III. Closing Improper Argument
In his third and forth issues, appellant contends that the prosecutor made improper closing argument during both the guilt/innocence and punishment phases of trial. The State's jury arguments must fall within one of the following categories: (1) summation of the evidence; (2) reasonable inferences from the evidence; (3) answers to opposing arguments; or (4) pleas for law enforcement. Rocha v. State, 16 S.W.3d 1, 21 (Tex.Crim.App. 2000). Reversible error results from improper argument only when the argument is extreme or manifestly improper, injects new facts into the case harmful to the accused, or violates a mandatory statutory provision. Borjan v. State, 787 S.W.2d 53, 56-57 (Tex.Crim.App. 1990). In reviewing challenges to a jury argument, we consider the State's arguments in the context in which they appear. Gladdis v. State, 753 S.W.2d 396, 398 (Tex.Crim.App. 1988).A. Punishment Phase Argument
In his third issue, appellant argues that the State improperly urged the jury to return a punishment verdict based on evidence outside the record. During the punishment phase of trial, the State argued as follows:He told you on the stand while he was testifying in the guilt stage of the trial that he contributes to his family by not being able to keep a permanent job, by not taking care of his kids, paying child support every month; and he also contributes to his family by dealing crack cocaine out of the apartment complex that they live in, that they have to live in each and every day. That is his contributions to society and to his family.Appellant objected on the grounds that the State was misstating the evidence. The judge instructed the jury to remember the testimony they had heard, but overruled the objection. At trial, appellant testified that he had sold drugs in his past. He further testified that he did not have steady employment and, therefore, had not been paying he child support. He also admitted that he packaged the cocaine at issue in nineteen separate bags, with all but one bag containing one crack rock each. Appellant did not deny that he was selling the cocaine. Rather, he admitted that selling drugs was "easy money." Accordingly, we conclude that the State's argument consisted of a proper summation along with reasonable inferences drawn from the evidence presented at trial. Appellant's third issue is overruled.

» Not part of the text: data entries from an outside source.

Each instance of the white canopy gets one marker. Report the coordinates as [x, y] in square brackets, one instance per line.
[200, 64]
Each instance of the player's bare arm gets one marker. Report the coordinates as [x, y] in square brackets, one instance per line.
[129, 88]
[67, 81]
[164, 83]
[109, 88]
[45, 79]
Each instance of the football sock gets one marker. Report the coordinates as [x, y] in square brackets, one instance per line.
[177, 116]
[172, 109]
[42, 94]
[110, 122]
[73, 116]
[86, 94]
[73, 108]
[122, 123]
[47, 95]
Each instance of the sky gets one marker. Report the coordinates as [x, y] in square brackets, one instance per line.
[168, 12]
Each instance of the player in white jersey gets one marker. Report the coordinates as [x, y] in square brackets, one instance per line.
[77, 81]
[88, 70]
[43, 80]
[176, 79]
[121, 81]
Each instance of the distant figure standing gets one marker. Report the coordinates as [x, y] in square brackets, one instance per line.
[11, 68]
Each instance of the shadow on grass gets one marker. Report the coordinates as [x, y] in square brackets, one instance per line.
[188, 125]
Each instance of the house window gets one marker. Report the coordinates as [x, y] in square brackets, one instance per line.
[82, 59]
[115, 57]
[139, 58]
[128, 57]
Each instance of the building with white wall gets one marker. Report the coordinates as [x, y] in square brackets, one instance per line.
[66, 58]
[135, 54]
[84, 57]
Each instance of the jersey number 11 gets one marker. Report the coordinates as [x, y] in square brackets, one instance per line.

B. Guilt/Innocence Phase Argument
In his fourth issue, appellant argues that the State improperly urged the jury to return a guilty verdict based on the demands and expectations of the community. During the guilt/innocence phase of trial, the State argued:So basically, if you believe [appellant's] story, you will have to believe him versus three police officers that have a collective amount of experience of like some — I don't know — fifty something years, fifty plus years together, who take it upon themselves to go day in and day out going to the street, trying to rid the streets of Harris County, Texas, of drugs. You know, this isn't a big kilo case. Instead of going out and making that big drug bust, that big deal, they are going out and doing one drug bust after another, getting one crack rock, getting one, getting the cocaine off of the street a little bit at a time. And they are doing that so the people of Harris County, Texas, can have a safer environment, people like you and you and you, everybody.It is well established that the State may not urge the jury to return a verdict based on the demands, desires or expectations of the community. Borjan, 787 S.W.2d at 56; Cortez v. State, 683 S.W.2d 419, 420-21 (Tex.Crim.App. 1984). However, the fact that the State refers to the community during closing argument does not, in and of itself, constitute an improper appeal to the community's expectations. See Caballero v. State, 919 S.W.2d 919, 924 (Tex.App.-Houston [14th Dist.] 1996, pet. ref'd). Here, the State did not argue that the community expected the jury to return a guilty verdict; rather, the State argued that the police officers were protecting the members of the community including the jurors. The State's argument therefore amounted to a proper plea for law enforcement. Accordingly, we overrule appellant's fourth issue.